Now what if you're just not concerned about security but you're downright paranoid and you want to make sure nobody can get to your stuff. Well, there's an option that allows you to encrypt all the data on your machine. Let's take a look at it. This option is in the security panel also and it's the second tab and it's called File Vault. What File Vault does is it takes all of your files, everything in the home directory, and it will encrypt it so in other words the file stored on the drive is an encrypted version of the file you normally would be editing. Every time you open a file in an application it decrypts it for you to edit it and then it will encrypt it again when you save it. This will protect your files from, say a malicious hacker, trying to get into your machine and take your data. It'll also prevent somebody who gets a hold of your machine or your hard drive from basically bypassing all the log in stuff and going right to your files. But it does have its disadvantages. It slows down your machine quite a bit for file saving. So, for instance, when I on my previous lap top had this turned on I wasn't able to actually capture video at a full frame rate and save it to the drive because the encryption process was slowing it down a bit too much.

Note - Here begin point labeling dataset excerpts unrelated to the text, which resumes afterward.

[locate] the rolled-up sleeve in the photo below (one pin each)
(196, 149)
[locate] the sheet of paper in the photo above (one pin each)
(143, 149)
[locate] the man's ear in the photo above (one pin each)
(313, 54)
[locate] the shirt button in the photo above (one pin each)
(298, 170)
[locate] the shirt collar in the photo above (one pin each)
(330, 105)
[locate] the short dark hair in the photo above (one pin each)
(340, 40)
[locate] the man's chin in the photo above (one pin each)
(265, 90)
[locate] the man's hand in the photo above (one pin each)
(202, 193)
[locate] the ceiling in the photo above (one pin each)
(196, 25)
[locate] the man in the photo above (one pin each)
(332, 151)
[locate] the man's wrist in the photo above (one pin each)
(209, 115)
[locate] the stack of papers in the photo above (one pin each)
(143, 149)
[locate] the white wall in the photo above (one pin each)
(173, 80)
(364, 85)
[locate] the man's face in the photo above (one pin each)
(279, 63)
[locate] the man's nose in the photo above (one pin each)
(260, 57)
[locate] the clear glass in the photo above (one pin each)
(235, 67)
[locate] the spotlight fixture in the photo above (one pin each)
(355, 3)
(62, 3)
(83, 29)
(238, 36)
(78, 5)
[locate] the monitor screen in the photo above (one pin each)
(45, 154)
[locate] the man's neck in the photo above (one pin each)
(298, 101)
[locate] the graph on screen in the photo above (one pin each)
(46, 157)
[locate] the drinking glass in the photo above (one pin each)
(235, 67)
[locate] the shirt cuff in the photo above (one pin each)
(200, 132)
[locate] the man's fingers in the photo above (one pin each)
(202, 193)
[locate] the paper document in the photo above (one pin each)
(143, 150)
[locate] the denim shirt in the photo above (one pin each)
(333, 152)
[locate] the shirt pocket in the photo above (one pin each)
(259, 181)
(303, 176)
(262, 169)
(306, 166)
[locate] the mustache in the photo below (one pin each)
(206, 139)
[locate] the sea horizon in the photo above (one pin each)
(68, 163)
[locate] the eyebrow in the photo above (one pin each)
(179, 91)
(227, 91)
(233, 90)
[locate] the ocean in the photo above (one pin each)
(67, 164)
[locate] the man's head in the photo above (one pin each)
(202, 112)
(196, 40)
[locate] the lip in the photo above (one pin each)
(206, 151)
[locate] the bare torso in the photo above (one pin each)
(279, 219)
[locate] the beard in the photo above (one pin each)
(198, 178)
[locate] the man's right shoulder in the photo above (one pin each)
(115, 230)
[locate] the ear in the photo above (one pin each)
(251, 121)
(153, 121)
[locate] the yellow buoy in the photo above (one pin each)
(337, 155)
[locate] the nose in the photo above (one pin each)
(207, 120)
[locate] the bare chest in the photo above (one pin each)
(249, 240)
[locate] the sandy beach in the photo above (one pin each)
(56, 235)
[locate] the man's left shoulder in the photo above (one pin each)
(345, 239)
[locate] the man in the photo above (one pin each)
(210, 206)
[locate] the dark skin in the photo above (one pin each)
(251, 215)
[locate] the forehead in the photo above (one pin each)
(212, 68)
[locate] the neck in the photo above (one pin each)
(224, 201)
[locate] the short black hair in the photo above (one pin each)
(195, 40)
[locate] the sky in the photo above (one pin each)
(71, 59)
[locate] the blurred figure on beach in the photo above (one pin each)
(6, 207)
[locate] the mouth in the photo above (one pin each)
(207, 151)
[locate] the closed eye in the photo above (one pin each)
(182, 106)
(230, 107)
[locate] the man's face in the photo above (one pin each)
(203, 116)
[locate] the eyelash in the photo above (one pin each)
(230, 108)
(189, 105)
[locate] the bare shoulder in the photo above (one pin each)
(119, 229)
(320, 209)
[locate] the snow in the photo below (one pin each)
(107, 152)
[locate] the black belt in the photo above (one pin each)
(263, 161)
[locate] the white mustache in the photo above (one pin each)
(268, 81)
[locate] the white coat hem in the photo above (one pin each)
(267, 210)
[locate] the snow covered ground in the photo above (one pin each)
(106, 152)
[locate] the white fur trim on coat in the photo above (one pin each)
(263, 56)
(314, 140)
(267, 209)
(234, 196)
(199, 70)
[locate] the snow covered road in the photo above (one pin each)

So use this one with caution and only if you really feel it's necessary.
The last thing I would do in trying to do some simple security on your machine is to check all your sharing settings. Turn off what you're not using. If you're not using web sharing, if you're not using file sharing, turn them off. And if you are using file sharing Leopard has a really great set of controls that allow you to restrict access to only people that have passwords and only to folders that you want them to go to. So check through those things.
So these were some simple steps that you could take to securing your machine. It's nothing too high tech and it's nothing that's really going to prevent somebody from breaking into your machine if they really wanted to. But at least it will stop prying eyes from seeing your work.
This is Gary Rosenzweig with MacMost.

Comments: One Response to “MacMost Now 3: Locking Down Your Mac”

    11 years ago

    These are great tips Gary, but I thought I would add something. On Mac we hardly need the type of security PC users need and update everyday(!) but as your Mac can still get stolen even with the mentioned system prefs tips, I think these applications are worth a look:

    iAlertU – Imagine a car alarm on your Mac! Any movement of the mouse or the Macbook itself and the alarm goes off. It’s worth it for the entertainment value alone. Just move away from your Mac and tell your colleagues “don’t touch”, they won’t be able to resist and will face the consequences! It is currently free and in beta.

    Periscope – Your Mac gets stolen, you phone a number, then when it connects to a network, Periscope takes mugshots of the thief and secretly emails them, and the computers location, to the developers who with the police can get your Mac back.